Llms vs. agents as docs consumers

I've been writing a lot about agents and docs lately, and one thing I keep bumping into in conversations is confusion about what "AI-friendly docs" actually means. Someone says their leadership has mandated that docs need to be optimized for AI, and when I ask what that means in practice, the answer is usually some variation of "I don't know, they just said AI." And honestly? I get it. "AI" is doing a lot of heavy lifting as a term right now, and it's papering over a distinction that really matters if you're trying to figure out what to actually do with your documentation.

So let's talk about that distinction. Because when someone says "AI needs to consume our docs," there are two very different things they might mean, and what you should prioritize depends entirely on which one they're talking about.

Two AI Consumers

There are two primary ways that AI systems consume documentation today:

Model training: Companies like Anthropic, OpenAI, and Google crawl the web (including your docs) and use that content as training data for their large language models. This is the bulk ingestion pipeline. Your docs go in, and months later, the model "knows" things that were in your docs. I've started using "LLM" as shorthand for this consumer when talking to stakeholders, because it's probably a term they're already familiar with and they probably already have some idea that this is an extant process.
Agent workflows: A developer is using a coding agent like Claude Code, Cursor, or GitHub Copilot. The agent needs to check an API signature or verify some syntax right now, so it fetches your docs page in real time, reads it, and uses the information to help the developer with their task.

These two consumers require docs to support their distinct consumption patterns. They have different constraints, different failure modes, and different implications for how you structure your content. But they get lumped together under the same "AI-friendly" umbrella, and that's where the confusion starts.
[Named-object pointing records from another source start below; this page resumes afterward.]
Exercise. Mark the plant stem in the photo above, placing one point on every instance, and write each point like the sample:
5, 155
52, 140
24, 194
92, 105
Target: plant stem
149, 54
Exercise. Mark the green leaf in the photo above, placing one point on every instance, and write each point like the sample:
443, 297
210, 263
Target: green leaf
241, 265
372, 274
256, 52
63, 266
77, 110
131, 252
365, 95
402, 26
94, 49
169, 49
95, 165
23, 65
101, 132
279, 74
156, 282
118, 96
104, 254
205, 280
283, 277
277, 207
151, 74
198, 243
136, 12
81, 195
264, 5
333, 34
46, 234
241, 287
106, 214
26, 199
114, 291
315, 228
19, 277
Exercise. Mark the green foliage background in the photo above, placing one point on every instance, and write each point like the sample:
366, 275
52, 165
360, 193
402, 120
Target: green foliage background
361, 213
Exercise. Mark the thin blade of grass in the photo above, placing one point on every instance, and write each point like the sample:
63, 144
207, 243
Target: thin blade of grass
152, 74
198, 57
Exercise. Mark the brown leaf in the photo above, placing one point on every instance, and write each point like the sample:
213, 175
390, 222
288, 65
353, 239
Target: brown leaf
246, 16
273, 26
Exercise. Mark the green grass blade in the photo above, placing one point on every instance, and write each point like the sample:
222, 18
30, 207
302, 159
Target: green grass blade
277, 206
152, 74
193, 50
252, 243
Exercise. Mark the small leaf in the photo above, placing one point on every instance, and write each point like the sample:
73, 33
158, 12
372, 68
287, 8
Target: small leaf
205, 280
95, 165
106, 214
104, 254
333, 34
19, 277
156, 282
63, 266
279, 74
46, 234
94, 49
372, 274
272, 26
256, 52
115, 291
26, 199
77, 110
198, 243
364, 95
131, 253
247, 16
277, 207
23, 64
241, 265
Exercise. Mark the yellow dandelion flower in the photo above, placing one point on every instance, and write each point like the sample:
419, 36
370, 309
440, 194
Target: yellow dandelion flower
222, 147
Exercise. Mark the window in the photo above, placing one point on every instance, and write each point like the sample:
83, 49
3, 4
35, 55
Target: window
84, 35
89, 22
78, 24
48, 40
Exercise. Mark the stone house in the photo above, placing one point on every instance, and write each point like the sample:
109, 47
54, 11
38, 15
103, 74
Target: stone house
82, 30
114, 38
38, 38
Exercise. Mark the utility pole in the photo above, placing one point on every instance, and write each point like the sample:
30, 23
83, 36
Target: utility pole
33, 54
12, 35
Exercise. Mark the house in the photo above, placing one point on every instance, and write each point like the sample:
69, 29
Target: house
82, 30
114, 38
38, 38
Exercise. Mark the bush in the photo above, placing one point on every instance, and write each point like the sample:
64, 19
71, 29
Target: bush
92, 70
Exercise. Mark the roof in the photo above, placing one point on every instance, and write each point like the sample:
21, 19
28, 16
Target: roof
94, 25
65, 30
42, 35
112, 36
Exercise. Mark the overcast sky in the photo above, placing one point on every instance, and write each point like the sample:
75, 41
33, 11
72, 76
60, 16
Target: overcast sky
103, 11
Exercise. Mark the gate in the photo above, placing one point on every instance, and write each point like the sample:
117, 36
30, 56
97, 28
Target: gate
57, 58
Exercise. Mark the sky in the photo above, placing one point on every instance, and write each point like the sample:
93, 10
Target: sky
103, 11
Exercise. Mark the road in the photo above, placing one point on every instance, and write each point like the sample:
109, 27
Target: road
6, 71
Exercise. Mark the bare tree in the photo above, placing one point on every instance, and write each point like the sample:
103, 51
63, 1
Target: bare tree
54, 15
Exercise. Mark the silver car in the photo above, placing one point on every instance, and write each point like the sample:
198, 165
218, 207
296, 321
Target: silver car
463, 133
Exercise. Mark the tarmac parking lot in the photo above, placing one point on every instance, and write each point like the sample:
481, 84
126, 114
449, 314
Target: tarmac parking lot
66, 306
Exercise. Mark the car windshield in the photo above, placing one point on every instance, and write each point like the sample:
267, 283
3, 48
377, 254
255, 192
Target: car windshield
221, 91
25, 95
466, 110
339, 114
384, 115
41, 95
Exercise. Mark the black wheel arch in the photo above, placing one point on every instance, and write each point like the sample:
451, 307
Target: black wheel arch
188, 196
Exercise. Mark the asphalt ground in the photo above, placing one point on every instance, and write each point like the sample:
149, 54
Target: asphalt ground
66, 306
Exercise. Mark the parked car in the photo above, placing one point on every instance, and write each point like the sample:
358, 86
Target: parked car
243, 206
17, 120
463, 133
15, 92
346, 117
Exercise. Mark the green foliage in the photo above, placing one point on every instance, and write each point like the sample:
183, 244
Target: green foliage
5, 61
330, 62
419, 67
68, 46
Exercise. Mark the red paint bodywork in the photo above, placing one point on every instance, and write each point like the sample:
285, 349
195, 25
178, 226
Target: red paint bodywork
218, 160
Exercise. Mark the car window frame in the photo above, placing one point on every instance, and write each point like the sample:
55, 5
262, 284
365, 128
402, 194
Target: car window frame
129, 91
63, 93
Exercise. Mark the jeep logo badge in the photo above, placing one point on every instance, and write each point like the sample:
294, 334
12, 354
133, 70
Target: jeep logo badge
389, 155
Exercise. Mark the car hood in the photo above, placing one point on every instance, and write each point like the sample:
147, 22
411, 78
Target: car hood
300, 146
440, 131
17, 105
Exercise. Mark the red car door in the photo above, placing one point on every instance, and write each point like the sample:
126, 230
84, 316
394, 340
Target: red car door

Model Training: The Bulk Pipeline

When a model provider crawls your docs for training, here's roughly what happens. A crawler visits your site, pulls down your pages, and feeds that content into a training pipeline along with billions of other pages from across the internet. The model learns patterns from all of that data. Months later, when someone asks the model about your product, it can answer based on what it absorbed during training.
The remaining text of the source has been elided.